Before I went home for Christmas last year, I had two firm ideas about Below based on, admittedly, only about ten hours of playing it. The first idea was that the game was a bit of a well-intentioned botch. The second was that, combat and exploration aside, what Below was really concerned with was fostering the slow realisation in its players that game design itself is probably one big roguelike.
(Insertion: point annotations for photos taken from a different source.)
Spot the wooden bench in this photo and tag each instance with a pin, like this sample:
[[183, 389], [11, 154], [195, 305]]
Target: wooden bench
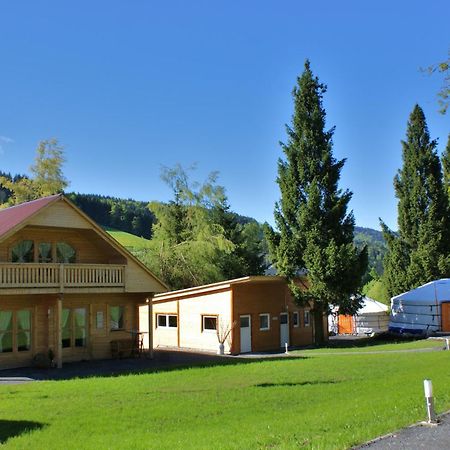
[[123, 348]]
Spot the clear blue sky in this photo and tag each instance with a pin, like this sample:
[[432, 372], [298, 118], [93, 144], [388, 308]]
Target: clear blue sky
[[129, 86]]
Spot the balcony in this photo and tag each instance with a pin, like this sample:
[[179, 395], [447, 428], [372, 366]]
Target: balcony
[[61, 276]]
My argument for this second point went something like this. Roguelikes – and roguelites, if you’re willing to allow the term – are so good at creating stories because you have to commit. To play is to make decisions in a roguelike, and in a roguelike you have to live by those decisions to the very end. Below is definitely a roguelike (or maybe a roguelite, if you’re willing to allow the term). Anyway, it’s a dungeon-crawler: you wash up on an island, you mooch about in the beautiful pixel drizzle for a bit and then you discover a mountain with a very tall slot in it. It’s a negative-space Monolith, beckoning to you from some kind of elongated version of 2001 (a negative-space odyssey).
In you go, and sure enough there are themed levels of dungeon to explore as you go down, down, down, navigating procedural rooms and their increasingly tricksy beasties as you grapple with shield-heavy combat and typical survival stuff that sees you expiring, over time, through hunger, thirst and the cold unless you salvage the things you need to see this triple-threat off for the time being.